His expression was impassive, but his eyes—always sharp, always calculating—held something darker.

"That the memo leaked? Yes."

"That it was real?"

He took a long pause. "Not in the way they're saying."

She tilted her head. "Then in what way?"

"I never said you were the wrong bride," he replied. "I said it wasn't planned."

She flinched.

"That's worse," she said. "You told someone I wasn't meant to be there. That I wasn't chosen."

He set the glass down. "You think I would've let it go this far if I didn't mean to keep you?"

"You're not keeping me. You're containing me."

Her voice cracked, but she didn't back down. "Every time I try to breathe, you throw another scandal at me. Every time I try to stand, you clip my wings."

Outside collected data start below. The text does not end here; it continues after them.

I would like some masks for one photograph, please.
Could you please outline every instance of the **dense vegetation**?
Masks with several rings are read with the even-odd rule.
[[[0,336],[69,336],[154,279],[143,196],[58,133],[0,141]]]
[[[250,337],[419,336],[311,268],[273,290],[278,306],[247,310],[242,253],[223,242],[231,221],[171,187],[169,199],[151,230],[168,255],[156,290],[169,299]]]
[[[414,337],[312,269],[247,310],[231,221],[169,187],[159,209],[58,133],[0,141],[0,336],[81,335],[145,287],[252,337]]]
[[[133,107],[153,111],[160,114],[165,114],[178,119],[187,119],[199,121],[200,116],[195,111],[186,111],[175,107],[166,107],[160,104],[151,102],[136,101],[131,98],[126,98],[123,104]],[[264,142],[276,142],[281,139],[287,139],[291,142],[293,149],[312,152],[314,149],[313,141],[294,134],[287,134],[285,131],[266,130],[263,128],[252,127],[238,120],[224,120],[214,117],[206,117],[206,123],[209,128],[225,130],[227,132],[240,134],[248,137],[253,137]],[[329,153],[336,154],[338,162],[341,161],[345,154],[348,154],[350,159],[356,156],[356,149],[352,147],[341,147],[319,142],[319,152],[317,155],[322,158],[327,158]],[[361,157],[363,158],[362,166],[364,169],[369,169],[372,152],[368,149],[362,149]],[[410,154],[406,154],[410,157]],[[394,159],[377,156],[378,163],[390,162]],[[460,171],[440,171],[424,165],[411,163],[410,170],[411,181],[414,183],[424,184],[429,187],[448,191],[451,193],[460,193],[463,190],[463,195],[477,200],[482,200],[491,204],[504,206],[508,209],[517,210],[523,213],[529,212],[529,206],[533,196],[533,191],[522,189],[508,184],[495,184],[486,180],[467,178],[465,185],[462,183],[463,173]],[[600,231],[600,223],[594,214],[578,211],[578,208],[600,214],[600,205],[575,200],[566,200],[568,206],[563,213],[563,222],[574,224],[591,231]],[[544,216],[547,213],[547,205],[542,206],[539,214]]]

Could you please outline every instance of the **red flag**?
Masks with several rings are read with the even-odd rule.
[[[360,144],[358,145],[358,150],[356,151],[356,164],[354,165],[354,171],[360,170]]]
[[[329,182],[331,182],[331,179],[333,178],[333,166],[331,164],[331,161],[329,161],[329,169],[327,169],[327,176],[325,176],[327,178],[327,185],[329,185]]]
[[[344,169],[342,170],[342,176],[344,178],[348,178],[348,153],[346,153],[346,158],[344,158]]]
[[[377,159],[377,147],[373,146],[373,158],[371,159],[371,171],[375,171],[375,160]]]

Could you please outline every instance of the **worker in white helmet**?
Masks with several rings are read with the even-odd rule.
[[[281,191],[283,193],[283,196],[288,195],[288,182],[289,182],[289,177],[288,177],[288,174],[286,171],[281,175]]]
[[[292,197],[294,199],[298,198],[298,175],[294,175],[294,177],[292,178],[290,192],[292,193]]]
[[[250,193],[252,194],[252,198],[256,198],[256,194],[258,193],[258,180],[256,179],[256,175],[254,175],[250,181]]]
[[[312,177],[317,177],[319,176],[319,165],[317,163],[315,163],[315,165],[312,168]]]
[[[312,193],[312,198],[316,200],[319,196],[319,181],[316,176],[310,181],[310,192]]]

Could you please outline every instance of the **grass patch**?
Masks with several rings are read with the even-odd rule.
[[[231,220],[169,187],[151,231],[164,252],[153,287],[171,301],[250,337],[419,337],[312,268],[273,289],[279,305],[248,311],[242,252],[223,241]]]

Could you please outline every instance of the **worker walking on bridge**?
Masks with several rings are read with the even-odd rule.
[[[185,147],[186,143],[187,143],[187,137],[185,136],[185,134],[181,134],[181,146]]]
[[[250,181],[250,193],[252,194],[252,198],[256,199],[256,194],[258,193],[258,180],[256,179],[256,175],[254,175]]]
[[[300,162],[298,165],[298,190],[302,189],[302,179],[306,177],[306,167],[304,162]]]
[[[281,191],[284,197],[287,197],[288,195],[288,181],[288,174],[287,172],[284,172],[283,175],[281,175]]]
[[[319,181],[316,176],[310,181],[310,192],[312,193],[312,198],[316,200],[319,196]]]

He walked toward her, slowly.

"I built this to protect us."

"You built it to protect you."

He stopped a foot away from her. Close enough to touch. Far enough to be unreachable.

"I've had to fight for everything I own," he said. "Fight to keep the company, fight to keep my family's name, fight to stay sane."

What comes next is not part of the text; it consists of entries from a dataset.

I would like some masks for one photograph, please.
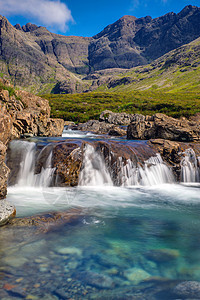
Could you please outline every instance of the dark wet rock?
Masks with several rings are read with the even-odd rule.
[[[78,279],[99,289],[110,289],[114,287],[114,282],[109,276],[92,271],[80,272]]]
[[[5,225],[9,220],[13,219],[16,215],[14,205],[6,200],[0,201],[0,226]]]
[[[173,292],[177,297],[181,297],[181,299],[200,299],[200,282],[181,282],[173,289]]]
[[[177,259],[180,255],[175,249],[152,249],[144,253],[145,257],[156,263],[169,262]]]
[[[63,224],[75,224],[82,220],[86,212],[81,209],[69,209],[65,212],[52,212],[32,217],[15,218],[9,221],[9,226],[35,227],[39,231],[48,232],[63,226]]]
[[[24,299],[27,296],[27,293],[21,287],[13,287],[12,289],[9,289],[7,292],[10,296],[20,298],[20,299]]]
[[[77,186],[83,162],[83,146],[73,142],[62,143],[53,150],[55,185]]]
[[[180,142],[200,140],[200,119],[196,122],[185,118],[174,119],[165,114],[135,118],[127,128],[128,139],[166,139]]]

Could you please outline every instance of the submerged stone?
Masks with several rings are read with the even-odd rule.
[[[157,263],[169,262],[180,256],[176,249],[152,249],[145,253],[145,257]]]
[[[9,220],[16,215],[16,209],[14,205],[10,204],[6,200],[0,201],[0,226],[8,223]]]
[[[114,282],[109,276],[92,271],[79,273],[78,279],[99,289],[110,289],[114,287]]]
[[[179,283],[173,290],[178,297],[200,299],[200,282],[184,281]]]
[[[124,276],[134,284],[138,284],[143,280],[151,277],[149,273],[139,268],[131,268],[124,272]]]

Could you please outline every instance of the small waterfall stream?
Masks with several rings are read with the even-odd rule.
[[[181,161],[181,181],[200,182],[200,157],[197,157],[191,148],[187,149],[184,154]]]
[[[103,157],[89,144],[85,147],[83,165],[79,177],[80,186],[113,185]]]
[[[17,169],[15,185],[49,187],[53,184],[56,166],[52,165],[54,155],[52,145],[47,143],[38,148],[35,142],[12,141],[10,143],[11,157],[16,156],[14,161],[18,161],[18,166],[15,167]],[[150,158],[142,161],[137,158],[133,148],[135,160],[131,155],[126,155],[126,159],[116,156],[115,162],[111,162],[115,155],[112,150],[105,158],[103,152],[96,150],[95,144],[84,142],[84,145],[79,186],[128,187],[175,183],[171,168],[163,162],[160,154],[151,153]],[[127,149],[126,146],[123,147],[122,153]],[[148,149],[145,148],[145,151],[148,153]],[[200,182],[200,157],[196,156],[193,149],[184,152],[181,161],[181,182]]]
[[[42,166],[41,172],[35,173],[36,164],[36,143],[27,141],[13,141],[10,143],[10,149],[14,152],[20,152],[21,162],[17,175],[16,185],[32,187],[48,187],[51,185],[55,168],[52,168],[52,151],[49,152]],[[42,149],[42,151],[45,147]],[[41,153],[40,153],[41,154]]]
[[[174,182],[171,169],[163,162],[159,154],[144,161],[142,166],[130,159],[124,163],[122,157],[119,157],[117,169],[117,185],[120,186],[147,186]],[[93,146],[86,145],[79,185],[113,186],[113,181],[112,173],[109,173],[109,168],[106,166],[101,153],[95,151]]]

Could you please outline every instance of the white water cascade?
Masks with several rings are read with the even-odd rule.
[[[181,181],[200,182],[200,157],[196,157],[191,148],[187,149],[184,154],[181,161]]]
[[[96,152],[91,145],[86,145],[83,166],[79,185],[113,185],[114,180],[112,180],[112,175],[109,173],[102,155]],[[172,171],[164,164],[159,154],[149,158],[143,166],[137,166],[130,159],[124,163],[122,158],[119,157],[117,170],[116,182],[120,186],[147,186],[174,182]]]
[[[145,186],[174,182],[172,171],[164,164],[160,154],[144,161],[143,166],[136,166],[130,159],[124,164],[120,157],[119,165],[118,182],[121,182],[122,186]]]
[[[84,168],[80,173],[79,185],[81,186],[112,186],[111,176],[106,168],[101,155],[87,144],[83,159]]]
[[[36,144],[26,141],[13,141],[11,142],[10,148],[12,151],[20,151],[22,157],[20,162],[20,170],[17,177],[17,186],[50,186],[55,171],[55,168],[52,168],[51,166],[51,151],[45,161],[45,166],[41,169],[41,172],[39,174],[35,174]],[[43,150],[44,149],[45,147]]]

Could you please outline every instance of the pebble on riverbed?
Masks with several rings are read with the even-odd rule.
[[[151,277],[149,273],[139,268],[131,268],[124,272],[124,276],[134,284],[138,284],[143,280]]]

"I never asked for any of that."

"You walked into my life at the worst possible moment," he said. "You saw blood on the floor and still stepped into the war zone. Don't pretend like you didn't know."

She laughed bitterly. "I didn't know anything. Because you never told me the truth. You just handed me a script and expected me to play along."

His jaw clenched. "You're not a pawn."

"Then stop moving me like one."

Silence stretched between them. Not empty—charged. Like something was about to crack.

Then his voice dropped.

"I never intended to love you."

Yuyan blinked.

"But I do."

Her breath hitched. She couldn't move.

"And that," he continued, "is the most dangerous part. Because I don't know how to love without turning it into possession."

She took a step back.

"You're right," she whispered. "You don't know. Because love doesn't hold people hostage. It doesn't build cages of glass and call them palaces."

"I've given you everything."

"No. You gave me nothing. Not honesty. Not trust. Not freedom."

His voice was low now, almost broken. "I didn't know how."

She stared at him.

And—for a moment—she saw the boy in the shrine room again. The one who had watched everything he loved die. The one who had rebuilt himself from ashes.

But she wasn't the kindling for another fire.

"I need air," she said.

She turned and walked toward the elevator.

He didn't follow.

And that, more than anything, told her he was starting to understand.

---

Outside, the wind was sharp against her face. She stepped out onto the rooftop garden of the building, somewhere she rarely visited. The lights of the city blinked far below.

The skyline was cruel in its beauty.

But in this moment, it gave her clarity.

She couldn't keep reacting. Couldn't keep surviving scandals like aftershocks. If she didn't take control of the narrative, it would bury her.

No more playing the dutiful wife.

No more waiting for his permission to breathe.

She reached for her phone.

Opened her private notes.

And began to write her own version of the truth.